After JT’s second season in the NBA, he held a charity game in Atlanta. Plenty of big names showed up for the game, but when JT entered the arena, his left eye was reddened. I asked what had happened, and he gave me a polite no comment, but word circulated that there had been a minor scuffle late the previous evening at a party. Even though JT supposedly wasn’t involved, a stray elbow had met his face, the story went.

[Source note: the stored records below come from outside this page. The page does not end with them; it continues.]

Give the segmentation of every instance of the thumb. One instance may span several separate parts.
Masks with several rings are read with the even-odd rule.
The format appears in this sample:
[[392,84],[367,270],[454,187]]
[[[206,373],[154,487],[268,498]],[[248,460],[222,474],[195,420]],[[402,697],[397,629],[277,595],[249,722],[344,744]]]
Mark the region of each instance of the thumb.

The point here isn’t that JT allegedly stayed out too late the night before his charity game. It was summer, guys were having fun, whatever. The point is that since then, his profile off the floor has been lower than low. He’s tried to promote a record label (featuring the greatest name for a group in recent memory: West Cosa Nostra), and there was that whole thing in the Western Conference Finals with Michael Finley and his groin, but for the most part JT has been solid, of mind and body.

And now, he’s about to hit his prime. He’s 28 years old, just signed a six-year deal with the Mavs, and, more than anything, now he doesn’t seem to care as much about being famous. JT’s ready to get some rings. And the Mavs are going to do whatever they can to help him get there.